AVERAGE and MEDIAN of distinct count per user?

Hello,

I have the following table (4 users, 7 properties, 4 mortgages)

How can I calculate the AVERAGE and MEDIAN of distinct properties per a user?

For example I want to get the following results:

AVG = (2+1+1+3)/4 = 1.75
MEDIAN … 1/1/2/3 = 1.5

User_id | Property_id | Mortgage_id | Property_count
U123 | P1 | M1 | 2
U123 | P1 | M2 | 2
U123 | P2 | M3 | 2
U124 | P3 | M4 | 1
U125 | P4 | NULL | 1
U126 | P5 | NULL | 3
U126 | P6 | NULL | 3
U126 | P7 | NULL | 3

I was trying to have smth like the below but it doesn’t work (It says error in calculations)

avgOver
(
sum(distinct_count({Property_id})), [User_id]
)

Hi @Vadym, are you using amazonbi account or other public preview account? We are rolling out a feature called Level-Aware-Calculation should be able to solve your problem. The functions will be available to all users soon around end of June. If you are able to use public preview, you can try the following functions: distinct_count({property_id},[{user_id}]), and drag that calculated field to the visual and select “average” as visual aggreagation.
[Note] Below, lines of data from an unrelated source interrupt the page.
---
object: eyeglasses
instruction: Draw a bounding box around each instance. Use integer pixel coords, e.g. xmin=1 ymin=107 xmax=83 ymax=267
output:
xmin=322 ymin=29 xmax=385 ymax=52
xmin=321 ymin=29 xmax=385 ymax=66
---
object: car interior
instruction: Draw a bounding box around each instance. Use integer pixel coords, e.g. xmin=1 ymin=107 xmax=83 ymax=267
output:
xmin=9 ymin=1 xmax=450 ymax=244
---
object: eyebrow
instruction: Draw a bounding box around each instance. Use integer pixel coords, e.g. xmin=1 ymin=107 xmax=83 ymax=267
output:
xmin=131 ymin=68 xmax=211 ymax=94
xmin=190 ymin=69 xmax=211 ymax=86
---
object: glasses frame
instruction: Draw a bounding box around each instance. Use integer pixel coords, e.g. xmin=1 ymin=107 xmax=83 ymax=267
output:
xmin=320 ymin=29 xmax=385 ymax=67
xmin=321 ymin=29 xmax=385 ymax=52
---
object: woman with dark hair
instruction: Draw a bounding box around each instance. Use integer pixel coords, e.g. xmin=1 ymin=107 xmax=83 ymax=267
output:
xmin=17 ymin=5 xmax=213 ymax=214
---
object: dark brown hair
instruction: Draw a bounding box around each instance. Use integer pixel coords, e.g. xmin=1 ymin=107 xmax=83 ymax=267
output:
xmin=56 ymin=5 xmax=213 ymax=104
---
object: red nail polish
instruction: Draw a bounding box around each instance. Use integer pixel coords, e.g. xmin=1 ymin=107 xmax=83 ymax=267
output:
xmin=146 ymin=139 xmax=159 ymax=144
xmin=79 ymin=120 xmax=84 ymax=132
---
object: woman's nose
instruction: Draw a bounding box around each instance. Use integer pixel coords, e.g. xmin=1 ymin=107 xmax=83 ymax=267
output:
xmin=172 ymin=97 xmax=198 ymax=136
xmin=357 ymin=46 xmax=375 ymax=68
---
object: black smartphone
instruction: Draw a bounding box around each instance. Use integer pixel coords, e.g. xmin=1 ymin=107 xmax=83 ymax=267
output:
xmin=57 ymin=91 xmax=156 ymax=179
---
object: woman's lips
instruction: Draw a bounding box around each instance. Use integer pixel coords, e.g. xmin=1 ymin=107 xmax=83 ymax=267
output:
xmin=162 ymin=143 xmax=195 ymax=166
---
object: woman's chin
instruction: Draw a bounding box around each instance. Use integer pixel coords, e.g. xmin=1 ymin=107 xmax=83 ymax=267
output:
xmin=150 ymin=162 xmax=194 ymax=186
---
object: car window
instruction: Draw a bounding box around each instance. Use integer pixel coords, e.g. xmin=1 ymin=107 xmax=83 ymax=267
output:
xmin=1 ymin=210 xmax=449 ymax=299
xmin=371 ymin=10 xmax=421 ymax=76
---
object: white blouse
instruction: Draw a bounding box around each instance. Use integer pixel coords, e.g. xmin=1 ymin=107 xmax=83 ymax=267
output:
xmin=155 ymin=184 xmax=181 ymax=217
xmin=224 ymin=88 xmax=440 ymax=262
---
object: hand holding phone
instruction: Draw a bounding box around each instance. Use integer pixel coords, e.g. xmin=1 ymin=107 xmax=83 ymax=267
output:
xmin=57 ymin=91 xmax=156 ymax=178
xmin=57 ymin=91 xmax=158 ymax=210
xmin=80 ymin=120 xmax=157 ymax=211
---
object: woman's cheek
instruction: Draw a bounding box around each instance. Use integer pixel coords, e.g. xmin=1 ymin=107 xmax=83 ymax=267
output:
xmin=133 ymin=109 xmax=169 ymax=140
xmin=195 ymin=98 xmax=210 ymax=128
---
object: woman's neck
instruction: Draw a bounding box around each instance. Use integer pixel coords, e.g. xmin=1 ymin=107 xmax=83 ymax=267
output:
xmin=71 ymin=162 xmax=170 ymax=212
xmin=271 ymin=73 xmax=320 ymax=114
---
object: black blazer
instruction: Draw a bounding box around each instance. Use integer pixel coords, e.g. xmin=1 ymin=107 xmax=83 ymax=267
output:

I re-produced your problem using a different dataset below, FYI (replacing industry by user, and property by order)

Hi @emilyzhu , thanks for your response. Unfortunately it doesn’t work or i misunderstood the idea. Please see screenshots

This is the calculated formula i used

Hi @Vadym, can you share the calculation formula for “id[properties_PROD]”?

sorry, id[properties_PROD] is not the calculation formula, basically this is just a bad name in the real table. in my initial example this is just Property_Id, so just a unique ID per a property

so in my original table

id = User_Id
id[properties_PROD] = Property_Id

does it makes sense?

the best I can go is to use

distinctCountOver({id[properties_PROD]}, [id], PRE_AGG)

to count distinct PROPERTIES per USER

and then see MEDIAN and AVG here

But the issue is that this returns MEDIAN from all distinct properties not from distinct users :frowning:

I also was trying to Google and i found 2 similar unresolved issues from other QuickSight users

Interestingly i found a similar and resolved problem but from Power BI users :grin:

Hi @Vadym, sorry for the later reply.

We just launched the Level Aware Calculation feature for all users. Can you try the approach above again, using this function distinct_count({id[properties_PROD]},[{id}] )? I suspect the feature was not enabled for you at that time.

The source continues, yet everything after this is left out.